Ramu has several friends and all of them are well settled in India. 1/5th of Ramu's friends went to Mumbai and 1/3rd of his friends went to Delhi. Three times the difference of these two went to Chennai, and only one went to Pune.
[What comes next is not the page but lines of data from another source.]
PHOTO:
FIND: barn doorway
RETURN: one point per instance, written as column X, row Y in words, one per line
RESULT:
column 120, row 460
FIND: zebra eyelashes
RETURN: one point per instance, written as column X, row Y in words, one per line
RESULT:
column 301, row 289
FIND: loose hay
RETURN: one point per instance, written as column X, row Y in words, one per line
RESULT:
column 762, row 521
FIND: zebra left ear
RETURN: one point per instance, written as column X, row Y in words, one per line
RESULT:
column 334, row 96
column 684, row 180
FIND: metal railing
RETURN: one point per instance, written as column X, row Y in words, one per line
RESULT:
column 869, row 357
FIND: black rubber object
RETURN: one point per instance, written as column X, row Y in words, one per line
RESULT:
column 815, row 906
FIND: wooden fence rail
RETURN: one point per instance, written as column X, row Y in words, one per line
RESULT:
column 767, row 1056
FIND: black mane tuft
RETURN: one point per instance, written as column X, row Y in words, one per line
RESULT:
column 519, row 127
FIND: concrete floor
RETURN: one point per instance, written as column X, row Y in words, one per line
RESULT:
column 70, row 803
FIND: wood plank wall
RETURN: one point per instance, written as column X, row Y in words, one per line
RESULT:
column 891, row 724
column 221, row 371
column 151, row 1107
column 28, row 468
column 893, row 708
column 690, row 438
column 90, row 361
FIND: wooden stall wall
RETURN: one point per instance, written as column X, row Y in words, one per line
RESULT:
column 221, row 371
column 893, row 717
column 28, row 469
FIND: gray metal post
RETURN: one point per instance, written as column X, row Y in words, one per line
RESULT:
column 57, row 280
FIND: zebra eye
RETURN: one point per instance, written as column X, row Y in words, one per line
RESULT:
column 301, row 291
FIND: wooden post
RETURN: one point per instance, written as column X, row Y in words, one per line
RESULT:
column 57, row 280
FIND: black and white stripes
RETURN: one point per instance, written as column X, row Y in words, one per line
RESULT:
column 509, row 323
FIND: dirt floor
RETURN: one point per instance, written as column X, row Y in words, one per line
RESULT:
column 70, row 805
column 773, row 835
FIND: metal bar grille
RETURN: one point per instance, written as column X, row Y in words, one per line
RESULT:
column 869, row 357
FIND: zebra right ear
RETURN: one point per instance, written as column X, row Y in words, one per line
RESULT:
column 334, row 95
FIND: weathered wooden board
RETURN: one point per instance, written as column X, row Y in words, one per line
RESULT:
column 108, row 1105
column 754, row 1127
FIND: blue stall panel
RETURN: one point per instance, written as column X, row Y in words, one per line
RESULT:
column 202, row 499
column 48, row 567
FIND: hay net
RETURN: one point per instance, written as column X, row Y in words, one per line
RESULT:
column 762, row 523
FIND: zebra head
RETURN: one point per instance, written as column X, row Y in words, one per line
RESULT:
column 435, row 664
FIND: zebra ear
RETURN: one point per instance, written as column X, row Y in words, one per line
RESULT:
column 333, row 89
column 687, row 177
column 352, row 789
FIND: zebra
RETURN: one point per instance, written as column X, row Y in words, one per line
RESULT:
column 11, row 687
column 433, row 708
How many of his friends went to Mumbai?

• A. 15
• B. 3
• C. 10
• D. Cannot be determined

Answer 1

The Correct Option is B

1. The number of friends who went to Mumbai = \( \frac{T}{5} \)
2. The number of friends who went to Delhi = \( \frac{T}{3} \)
3. The number of friends who went to Chennai = 3 * (Difference between Delhi and Mumbai) = \( 3 \left( \frac{T}{3} - \frac{T}{5} \right) = 3 \left( \frac{5T - 3T}{15} \right) = 3 \left( \frac{2T}{15} \right) = \frac{6T}{15} = \frac{2T}{5} \)
4. The number of friends who went to Pune = 1
So, we can write the total as:
\[ T = \frac{T}{5} + \frac{T}{3} + \frac{2T}{5} + 1 \]
Combining like terms:
\[ T = \frac{T}{5} + \frac{2T}{5} + \frac{T}{3} + 1 \]
\[ T = \left( \frac{T + 2T}{5} \right) + \frac{T}{3} + 1 \]
\[ T = \frac{3T}{5} + \frac{T}{3} + 1 \]
To solve for \( T \), we find a common denominator for the fractions:
\[ T = \frac{9T + 5T}{15} + 1 \]
\[ T = \frac{14T}{15} + 1 \]
Multiplying both sides by 15 to clear the fraction:
\[ 15T = 14T + 15 \]
Solving for \( T \):
\[ T = 15 \]
The number of friends who went to Mumbai is:
\[ \frac{T}{5} = \frac{15}{5} = 3 \]
Therefore, the correct answer is option b) 3.